Scientists Turn Ph.D. Research Into Dance
Update: October 21, 4:30 pm ET|
The 2011 Dance Your PhD awards have been announced. The grand prize goes to Joel Miller, a biomedical engineer at the University of Western Australia in Perth. Winners can be found here.
In 2008, a guy on a stage in a loin cloth pretended to kill a woman dressed as an antelope to the music of Herbie Hancock’s Watermelon Man.
Archeologist Brian Stewart, now a postdoctoral research fellow at the University of Cambridge, was acting out his Ph.D thesis, which explored how early humans in South Africa cooked, shared and disposed of food.
It was the beginning of what would become something of a cult competition among young scientists: the “Dance Your Ph.D.” contest, sponsored by Science/AAAS, which is poised to announce its fourth set of winners at 2 p.m. ET on Thursday. This year, 55 Ph.D. theses with names like “Carbon Nanotube Growth on Challenging Substrates” or “Cosmological Simulations of Galactic Disc Assembly” were turned into experimental dance by their authors, videotaped and then judged.
Among this year’s dances:
Pinon trees threatened by drought in the Southwest are represented by leotard-clad, burlesque-style dancers flapping feathers and then seizing comically into death:
Scientists flit artfully back and forth across a field, tiny costume wings vibrating, simulating fruit fly courtship rituals and fruit fly sex:
This Australian scientist turns his research on titanium designed for customized orthopedic implants into a love story, in stop-motion animation:
And there’s this dance to nanotube chemistry, titled “The Zirconia Monster, A True Story.” Don’t miss the section on nanotube growth.

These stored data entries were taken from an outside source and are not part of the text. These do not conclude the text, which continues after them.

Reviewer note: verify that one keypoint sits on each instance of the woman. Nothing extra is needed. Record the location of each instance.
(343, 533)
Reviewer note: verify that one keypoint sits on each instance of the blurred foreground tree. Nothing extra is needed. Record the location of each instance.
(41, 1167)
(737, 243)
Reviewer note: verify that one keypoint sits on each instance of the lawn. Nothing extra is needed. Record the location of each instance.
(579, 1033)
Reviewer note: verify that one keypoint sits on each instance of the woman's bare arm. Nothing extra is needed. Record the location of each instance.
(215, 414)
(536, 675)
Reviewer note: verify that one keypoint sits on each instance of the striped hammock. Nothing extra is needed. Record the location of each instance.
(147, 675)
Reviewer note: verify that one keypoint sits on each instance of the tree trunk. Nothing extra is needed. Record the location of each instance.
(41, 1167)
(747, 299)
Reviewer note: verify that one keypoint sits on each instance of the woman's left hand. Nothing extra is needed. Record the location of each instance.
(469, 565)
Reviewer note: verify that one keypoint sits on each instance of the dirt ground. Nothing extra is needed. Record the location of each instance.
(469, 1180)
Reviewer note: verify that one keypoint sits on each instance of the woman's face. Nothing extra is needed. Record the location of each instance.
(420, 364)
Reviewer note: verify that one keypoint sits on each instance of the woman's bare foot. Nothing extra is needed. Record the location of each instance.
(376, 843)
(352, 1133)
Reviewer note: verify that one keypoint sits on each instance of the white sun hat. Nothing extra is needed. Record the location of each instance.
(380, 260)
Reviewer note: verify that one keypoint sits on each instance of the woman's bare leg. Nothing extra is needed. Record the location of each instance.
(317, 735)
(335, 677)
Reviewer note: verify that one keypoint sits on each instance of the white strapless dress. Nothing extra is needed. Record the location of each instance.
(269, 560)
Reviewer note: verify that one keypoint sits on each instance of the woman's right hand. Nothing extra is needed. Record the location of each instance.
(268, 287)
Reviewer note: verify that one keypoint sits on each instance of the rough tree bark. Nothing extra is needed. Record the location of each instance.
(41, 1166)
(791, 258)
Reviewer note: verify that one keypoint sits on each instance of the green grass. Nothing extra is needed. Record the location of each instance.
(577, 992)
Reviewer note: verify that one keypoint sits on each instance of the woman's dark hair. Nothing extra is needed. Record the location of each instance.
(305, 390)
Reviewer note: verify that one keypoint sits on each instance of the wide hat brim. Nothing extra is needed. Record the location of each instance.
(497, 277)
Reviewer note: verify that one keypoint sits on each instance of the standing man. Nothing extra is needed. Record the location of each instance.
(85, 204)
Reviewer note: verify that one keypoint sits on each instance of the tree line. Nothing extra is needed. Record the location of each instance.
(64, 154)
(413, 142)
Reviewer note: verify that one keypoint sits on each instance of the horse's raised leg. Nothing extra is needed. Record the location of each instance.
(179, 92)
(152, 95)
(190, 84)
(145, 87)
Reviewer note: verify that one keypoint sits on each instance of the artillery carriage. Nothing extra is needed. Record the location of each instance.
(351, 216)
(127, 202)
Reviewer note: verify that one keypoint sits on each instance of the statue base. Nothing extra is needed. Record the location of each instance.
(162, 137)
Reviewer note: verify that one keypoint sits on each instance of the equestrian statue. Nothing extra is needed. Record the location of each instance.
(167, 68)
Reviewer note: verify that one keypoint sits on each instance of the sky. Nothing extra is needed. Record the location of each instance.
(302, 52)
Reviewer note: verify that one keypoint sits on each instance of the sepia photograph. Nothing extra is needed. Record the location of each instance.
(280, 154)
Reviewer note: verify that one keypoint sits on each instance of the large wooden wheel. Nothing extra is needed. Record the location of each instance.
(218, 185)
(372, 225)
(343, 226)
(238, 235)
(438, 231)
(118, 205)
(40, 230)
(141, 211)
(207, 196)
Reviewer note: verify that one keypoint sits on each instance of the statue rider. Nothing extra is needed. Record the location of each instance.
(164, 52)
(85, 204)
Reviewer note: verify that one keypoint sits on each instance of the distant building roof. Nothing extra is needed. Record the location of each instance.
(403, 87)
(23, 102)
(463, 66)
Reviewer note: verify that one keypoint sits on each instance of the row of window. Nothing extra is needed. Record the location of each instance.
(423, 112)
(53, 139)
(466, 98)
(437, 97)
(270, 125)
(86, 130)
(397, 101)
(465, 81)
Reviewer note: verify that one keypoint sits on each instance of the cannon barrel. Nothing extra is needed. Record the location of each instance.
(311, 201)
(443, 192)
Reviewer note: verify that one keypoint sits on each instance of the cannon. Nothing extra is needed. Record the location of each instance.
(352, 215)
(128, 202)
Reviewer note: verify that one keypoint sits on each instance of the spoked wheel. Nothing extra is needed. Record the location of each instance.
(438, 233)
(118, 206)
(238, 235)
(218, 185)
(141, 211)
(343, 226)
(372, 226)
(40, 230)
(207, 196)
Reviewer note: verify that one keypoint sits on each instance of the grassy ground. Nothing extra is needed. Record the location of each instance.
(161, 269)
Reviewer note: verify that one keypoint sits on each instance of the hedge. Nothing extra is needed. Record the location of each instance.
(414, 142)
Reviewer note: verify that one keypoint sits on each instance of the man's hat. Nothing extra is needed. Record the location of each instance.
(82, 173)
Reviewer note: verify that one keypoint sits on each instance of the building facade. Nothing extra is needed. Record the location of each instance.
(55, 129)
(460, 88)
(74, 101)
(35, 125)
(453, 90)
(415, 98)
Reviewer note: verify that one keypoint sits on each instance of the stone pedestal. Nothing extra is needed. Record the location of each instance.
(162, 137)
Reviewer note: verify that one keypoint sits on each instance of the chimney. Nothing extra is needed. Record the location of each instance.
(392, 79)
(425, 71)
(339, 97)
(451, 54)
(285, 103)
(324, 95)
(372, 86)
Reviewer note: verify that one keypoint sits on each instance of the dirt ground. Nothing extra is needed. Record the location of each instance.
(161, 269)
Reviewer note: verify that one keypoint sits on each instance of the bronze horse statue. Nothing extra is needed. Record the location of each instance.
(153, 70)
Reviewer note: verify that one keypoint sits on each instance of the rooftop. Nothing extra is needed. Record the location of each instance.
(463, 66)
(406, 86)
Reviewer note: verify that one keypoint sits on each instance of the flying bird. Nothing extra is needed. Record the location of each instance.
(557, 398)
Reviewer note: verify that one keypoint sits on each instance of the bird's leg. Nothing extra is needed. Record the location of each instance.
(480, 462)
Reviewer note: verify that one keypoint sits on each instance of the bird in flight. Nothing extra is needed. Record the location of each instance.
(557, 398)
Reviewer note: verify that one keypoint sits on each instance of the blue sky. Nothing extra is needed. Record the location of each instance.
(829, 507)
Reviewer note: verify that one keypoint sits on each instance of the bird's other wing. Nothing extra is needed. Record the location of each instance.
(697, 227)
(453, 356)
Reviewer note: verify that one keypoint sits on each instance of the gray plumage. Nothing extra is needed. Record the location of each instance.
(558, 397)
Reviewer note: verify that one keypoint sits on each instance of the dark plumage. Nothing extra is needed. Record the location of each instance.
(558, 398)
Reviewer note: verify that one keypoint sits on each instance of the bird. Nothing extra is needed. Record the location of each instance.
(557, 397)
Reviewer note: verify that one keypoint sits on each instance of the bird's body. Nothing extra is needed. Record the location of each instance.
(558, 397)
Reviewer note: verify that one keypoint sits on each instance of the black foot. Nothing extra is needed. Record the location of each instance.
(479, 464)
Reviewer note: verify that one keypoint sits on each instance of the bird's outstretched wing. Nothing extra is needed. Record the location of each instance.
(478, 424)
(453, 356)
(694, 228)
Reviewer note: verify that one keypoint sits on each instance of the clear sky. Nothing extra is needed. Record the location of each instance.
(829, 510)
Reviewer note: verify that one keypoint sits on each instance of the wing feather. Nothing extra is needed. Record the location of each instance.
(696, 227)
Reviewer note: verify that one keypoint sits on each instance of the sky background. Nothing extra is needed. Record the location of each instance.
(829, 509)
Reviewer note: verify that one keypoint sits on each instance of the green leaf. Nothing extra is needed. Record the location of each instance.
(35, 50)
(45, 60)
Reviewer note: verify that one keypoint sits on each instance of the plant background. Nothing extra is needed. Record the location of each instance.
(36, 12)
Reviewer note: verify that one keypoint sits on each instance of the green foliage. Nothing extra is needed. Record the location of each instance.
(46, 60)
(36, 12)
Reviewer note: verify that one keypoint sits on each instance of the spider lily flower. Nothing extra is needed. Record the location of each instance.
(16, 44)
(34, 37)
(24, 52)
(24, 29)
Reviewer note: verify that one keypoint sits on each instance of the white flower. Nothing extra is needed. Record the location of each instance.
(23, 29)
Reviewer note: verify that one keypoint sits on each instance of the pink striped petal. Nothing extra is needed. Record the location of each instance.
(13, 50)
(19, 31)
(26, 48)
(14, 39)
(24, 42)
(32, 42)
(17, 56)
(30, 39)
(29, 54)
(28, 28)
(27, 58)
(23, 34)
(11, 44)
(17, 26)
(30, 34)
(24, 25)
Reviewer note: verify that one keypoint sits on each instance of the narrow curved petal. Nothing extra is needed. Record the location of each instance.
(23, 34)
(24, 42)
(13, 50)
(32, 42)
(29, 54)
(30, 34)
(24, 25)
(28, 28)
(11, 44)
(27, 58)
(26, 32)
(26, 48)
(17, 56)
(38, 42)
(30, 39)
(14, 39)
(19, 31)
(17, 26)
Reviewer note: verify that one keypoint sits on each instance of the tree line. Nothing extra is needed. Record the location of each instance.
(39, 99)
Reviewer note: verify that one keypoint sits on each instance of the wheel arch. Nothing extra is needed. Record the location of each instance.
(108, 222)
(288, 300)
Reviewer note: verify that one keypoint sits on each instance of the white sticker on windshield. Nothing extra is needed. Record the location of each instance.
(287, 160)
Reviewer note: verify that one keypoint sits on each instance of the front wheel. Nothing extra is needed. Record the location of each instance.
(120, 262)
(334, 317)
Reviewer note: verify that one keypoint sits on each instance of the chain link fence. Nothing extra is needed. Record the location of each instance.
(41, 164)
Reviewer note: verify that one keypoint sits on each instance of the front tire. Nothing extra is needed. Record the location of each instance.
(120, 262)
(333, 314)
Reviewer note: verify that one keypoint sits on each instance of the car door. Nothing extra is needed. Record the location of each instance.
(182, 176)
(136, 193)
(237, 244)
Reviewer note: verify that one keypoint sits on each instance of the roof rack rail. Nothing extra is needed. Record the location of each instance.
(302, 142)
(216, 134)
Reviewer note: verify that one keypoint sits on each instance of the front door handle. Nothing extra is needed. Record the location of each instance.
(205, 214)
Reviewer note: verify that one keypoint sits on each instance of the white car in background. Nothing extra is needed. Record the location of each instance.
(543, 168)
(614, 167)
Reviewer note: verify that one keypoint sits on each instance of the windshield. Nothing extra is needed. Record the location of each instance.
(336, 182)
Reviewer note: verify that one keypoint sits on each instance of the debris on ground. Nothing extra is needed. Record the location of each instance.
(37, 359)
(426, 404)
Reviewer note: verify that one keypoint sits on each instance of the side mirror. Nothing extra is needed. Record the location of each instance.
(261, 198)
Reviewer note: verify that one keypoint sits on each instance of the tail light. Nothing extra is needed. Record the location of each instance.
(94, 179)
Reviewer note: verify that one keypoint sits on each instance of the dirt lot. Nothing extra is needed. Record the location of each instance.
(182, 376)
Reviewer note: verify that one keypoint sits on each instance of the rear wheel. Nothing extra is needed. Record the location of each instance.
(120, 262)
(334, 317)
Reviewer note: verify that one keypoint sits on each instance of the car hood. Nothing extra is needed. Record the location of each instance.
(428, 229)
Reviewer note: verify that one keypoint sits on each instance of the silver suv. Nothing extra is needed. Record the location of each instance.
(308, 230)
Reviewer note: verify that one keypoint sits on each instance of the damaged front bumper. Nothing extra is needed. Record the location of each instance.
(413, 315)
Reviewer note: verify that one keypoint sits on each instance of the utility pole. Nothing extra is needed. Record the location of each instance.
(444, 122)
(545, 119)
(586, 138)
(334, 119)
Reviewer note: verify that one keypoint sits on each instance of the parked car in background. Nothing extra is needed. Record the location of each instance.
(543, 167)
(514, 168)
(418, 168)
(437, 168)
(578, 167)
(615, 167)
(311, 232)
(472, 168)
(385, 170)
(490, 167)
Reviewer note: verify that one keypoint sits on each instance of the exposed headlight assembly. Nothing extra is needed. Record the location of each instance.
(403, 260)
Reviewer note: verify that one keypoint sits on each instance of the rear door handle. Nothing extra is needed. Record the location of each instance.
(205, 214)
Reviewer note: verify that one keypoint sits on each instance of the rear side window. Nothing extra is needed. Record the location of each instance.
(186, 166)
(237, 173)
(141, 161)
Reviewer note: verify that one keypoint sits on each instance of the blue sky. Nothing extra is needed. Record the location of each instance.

Molecular biologist-turned-science journalist John Bohannon conceived of the idea while planning a big party with a bunch of scientists at a biomedical institute in Vienna four years ago.
“This place was full of agonizing Ph.D. students,” Bohannon said. “The Ph.D. – it’s like this taboo topic. A lot of grad students are so stressed out, so despondent about their Ph.D. that you can’t even bring it up comfortably.”
Bohannon’s solution: they’d have to dance their research instead. Stewart, whose loin cloth dance scored the grand prize, recalls his first conversation with Bohannon about the idea.
“At first, it just sounded completely ridiculous, totally surreal and absurd,” Stewart said. But the more he thought about it, the more it began to make sense. “Scientists don’t get a chance to express themselves in many other media other than journals and books.”
Stewart’s girlfriend, also an archeologist, played the ungulate. They practiced several times in the kitchen. Herbie Hancock’s Head Hunters struck them as the perfect musical choice. And the loin cloth?
“The loin cloth I wore I bought at some cheap Indian store,” he said. “I had to diaper fasten it to my midriff in the bathroom seconds before. It was pretty tenuous.” Here’s the video:
Bohannon wrote it up in Science Magazine, and put the subject to bed. End of story.
But it wasn’t. Over the next few months, he started getting emails from scientists all over the world — in India, in Australia — asking when the next dance contest was being held. And so it began to grow. Friday’s announcement will mark the fourth group of winner’s since the contest’s inception.
“We have now had dances by scientists that juggled flaming hula hoops,” Bohannon said. “We’ve had full-on ballets. And we’ve had breakdancing, really good breakdancing.”
This year, they received 55 dance videos by the contest deadline. Those were pared down to 16 finalists, chosen by previous winners. And the finalists are judged by a team of scientists and dance experts .
Judges look for scientific content, creativity, and how well the dance combines science and art. “It has to be good science and you have to boil it down to its essence in a way that anyone can understand,” Bohannon said.
For inspiration, potential applicants are pointed to some not-so-sciency videos: the OK Go treadmill dance, the Numa Numa guy and the Thriller prison video. High bar! And a challenge for any creative, goofy scientist with a camera and an urge to groove.